Обсуждение: Re: select random order by random

Поиск
Список
Период
Сортировка

Re: select random order by random

От
Lee Keel
Дата:
> -----Original Message-----
> From: pgsql-general-owner@postgresql.org [mailto:pgsql-general-
> owner@postgresql.org] On Behalf Of piotr_sobolewski
> Sent: Thursday, November 01, 2007 9:25 AM
> To: pgsql-general@postgresql.org
> Subject: [GENERAL] select random order by random
>
> Dear sirs,
>
> I was very surprised when I executed such SQL query (under PostgreSQL
> 8.2):
> select random() from generate_series(1, 10) order by random();
>
> I thought I would receive ten random numbers in random order. But I
> received
> ten random numbers sorted numerically:
>       random
> -------------------
>  0.102324520237744
>   0.17704638838768
>  0.533014383167028
>   0.60182224214077
>  0.644065519794822
>  0.750732169486582
>  0.821376844774932
>   0.88221683120355
>  0.889879426918924
>  0.924697323236614
> (10 rows)
>
> I don't understand - why the result is like that? It seems like in each
> row
> both random()s were giving the same result. Why is it like that? What
> caused
> it?
>
> --
> Piotr Sobolewski
> http://www.piotrsobolewski.w.pl
>
>
> ---------------------------(end of broadcast)---------------------------
> TIP 9: In versions below 8.0, the planner will ignore your desire to
>        choose an index scan if your joining column's datatypes do not
>        match
[Lee Keel]

Would this not have to do with the 'order by' you added to the end of the
statement?  If you remove the order by clause, then it works for me...

-LK


This email and any files transmitted with it are confidential and intended solely for the use of the individual or
entityto whom they are addressed. If you have received this email in error please notify the sender. This message
containsconfidential information and is intended only for the individual named. If you are not the named addressee you
shouldnot disseminate, distribute or copy this e-mail. 
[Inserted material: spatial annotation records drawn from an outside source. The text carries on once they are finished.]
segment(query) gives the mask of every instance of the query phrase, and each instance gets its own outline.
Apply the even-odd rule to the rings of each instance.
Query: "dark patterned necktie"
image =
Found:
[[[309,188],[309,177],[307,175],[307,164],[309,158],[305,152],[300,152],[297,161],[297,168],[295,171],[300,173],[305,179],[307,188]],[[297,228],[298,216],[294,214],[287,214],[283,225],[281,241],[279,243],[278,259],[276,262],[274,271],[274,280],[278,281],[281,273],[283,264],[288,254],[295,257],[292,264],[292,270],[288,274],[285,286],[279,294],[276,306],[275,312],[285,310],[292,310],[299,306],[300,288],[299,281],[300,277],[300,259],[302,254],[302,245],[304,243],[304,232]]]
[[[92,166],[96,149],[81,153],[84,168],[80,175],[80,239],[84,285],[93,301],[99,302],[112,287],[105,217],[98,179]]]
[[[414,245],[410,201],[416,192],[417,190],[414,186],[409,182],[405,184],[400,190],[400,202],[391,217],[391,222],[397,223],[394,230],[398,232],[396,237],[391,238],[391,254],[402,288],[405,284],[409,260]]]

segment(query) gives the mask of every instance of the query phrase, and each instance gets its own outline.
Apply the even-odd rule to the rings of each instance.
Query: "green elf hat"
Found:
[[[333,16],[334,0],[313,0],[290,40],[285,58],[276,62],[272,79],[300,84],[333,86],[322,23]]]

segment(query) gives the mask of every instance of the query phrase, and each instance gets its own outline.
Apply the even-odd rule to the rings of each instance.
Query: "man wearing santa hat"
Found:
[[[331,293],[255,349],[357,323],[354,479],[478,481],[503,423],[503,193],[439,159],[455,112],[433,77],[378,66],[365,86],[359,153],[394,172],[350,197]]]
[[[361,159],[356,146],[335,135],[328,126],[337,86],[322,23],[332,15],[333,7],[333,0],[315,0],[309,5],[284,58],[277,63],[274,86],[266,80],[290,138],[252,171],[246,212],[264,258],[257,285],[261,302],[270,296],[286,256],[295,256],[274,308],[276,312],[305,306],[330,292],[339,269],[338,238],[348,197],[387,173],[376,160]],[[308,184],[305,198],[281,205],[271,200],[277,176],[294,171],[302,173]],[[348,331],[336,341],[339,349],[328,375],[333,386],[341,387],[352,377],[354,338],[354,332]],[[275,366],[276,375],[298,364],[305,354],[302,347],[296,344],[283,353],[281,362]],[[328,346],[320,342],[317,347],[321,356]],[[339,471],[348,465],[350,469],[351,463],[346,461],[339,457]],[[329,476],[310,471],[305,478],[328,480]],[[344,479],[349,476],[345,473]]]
Re: select random order by random

От
"Scott Marlowe"
Дата:
On 11/1/07, Lee Keel <lee.keel@uai.com> wrote:
> > Dear sirs,
> >
> > I was very surprised when I executed such SQL query (under PostgreSQL
> > 8.2):
> > select random() from generate_series(1, 10) order by random();
> >
> > I thought I would receive ten random numbers in random order. But I
> > received
> > ten random numbers sorted numerically:
> >       random
> > -------------------
> >  0.102324520237744
> >   0.17704638838768
> >  0.533014383167028
> >   0.60182224214077
> >  0.644065519794822
> >  0.750732169486582
> >  0.821376844774932
> >   0.88221683120355
> >  0.889879426918924
> >  0.924697323236614
> > (10 rows)
> >
> > I don't understand - why the result is like that? It seems like in each
> > row
> > both random()s were giving the same result. Why is it like that? What
> > caused
> > it?
>
> Would this not have to do with the 'order by' you added to the end of the
> statement?  If you remove the order by clause, then it works for me...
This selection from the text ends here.